One of Isaac Asimov’s many enthusiasms is history and to it he brings his own unique perspective along with clarity, balance, and wit with a lively writing style. His first two volumes on American history, THE SHAPING OF NORTH AMERICA (which dealt with the early period) and THE BIRTH OF THE UNITED STATES (the Revolutionary and Constitutional period) were greeted with enthusiasm by reviewers. As Elizabeth Coolidge said about them in the Boston Globe:
“…Isaac Asimov can be counted on to marshal an enormous wealth of material in such a way that young people can read it with pleasure as well as with learning. With short declarative sentences, lively vocabulary and pertinent anecdotes, he organizes history into a smooth yet sprightly prose.

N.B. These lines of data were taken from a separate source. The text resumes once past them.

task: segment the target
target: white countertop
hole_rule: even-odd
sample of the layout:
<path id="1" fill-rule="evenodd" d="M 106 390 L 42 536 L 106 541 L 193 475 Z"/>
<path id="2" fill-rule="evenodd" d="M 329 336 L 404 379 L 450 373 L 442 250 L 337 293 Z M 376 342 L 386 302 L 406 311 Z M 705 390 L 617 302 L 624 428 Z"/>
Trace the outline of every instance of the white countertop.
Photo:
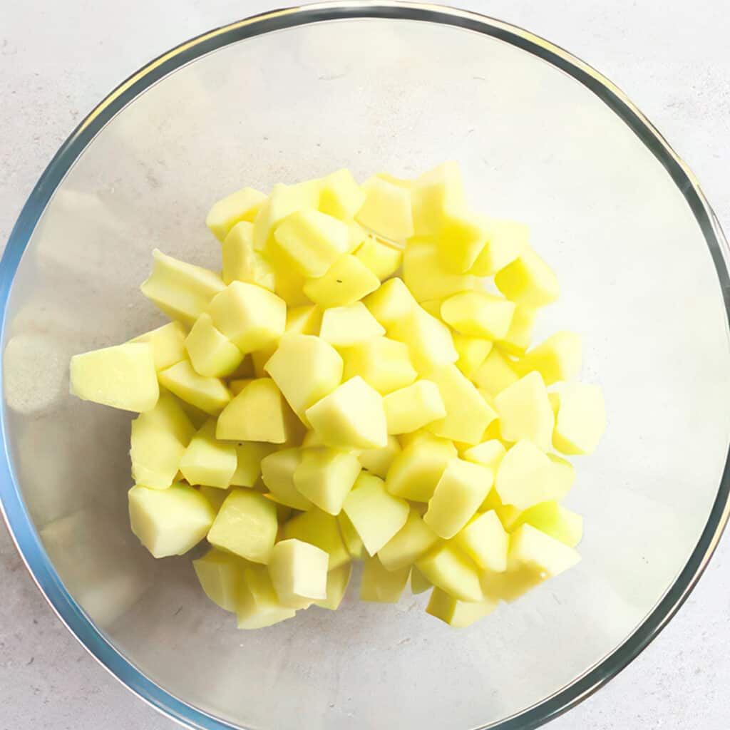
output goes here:
<path id="1" fill-rule="evenodd" d="M 285 1 L 282 4 L 286 4 Z M 528 28 L 626 91 L 689 164 L 730 231 L 730 23 L 723 0 L 454 0 Z M 6 1 L 0 8 L 0 242 L 68 134 L 112 87 L 185 39 L 272 0 Z M 0 527 L 0 730 L 166 730 L 72 638 Z M 550 730 L 725 730 L 730 543 L 658 639 Z M 123 718 L 120 721 L 120 718 Z"/>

“…Dr. Asimov writes with a broad perspective. He writes about absolutely everything. And he’s certainly not dull.”
Dr. Asimov is not dull when he writes of the Civil War period either. In OUR FEDERAL UNION he covers this critical time in our history. It was an era that was peopled with fascinating personalities and filled with monumental events. Asimov makes the most of them all and the result is an other highly readable book.
Like The Birth of the United States, which this follows, Asimov deals here with United States history, this time the period from the end of the War of 1812 through Reconstruction. As before, the book isn’t so much bad as distinctly inferior to the classic Houghton-Mifflin histories like The Greeks.
Again, the story is interrupted periodically for census and election data which might better be consigned to charts and appendices, and again we’re treated to detailed birth information for even comparatively minor figures. All of this weakens the book as storytelling.
As a history, there is competition for this book in spades, which also weakens the desire to recommend it. Given the fact that it isn’t one of Asimov’s best, and given the number of other good books on the same subject for the same audience, my overall reaction tends to be lukewarm at best.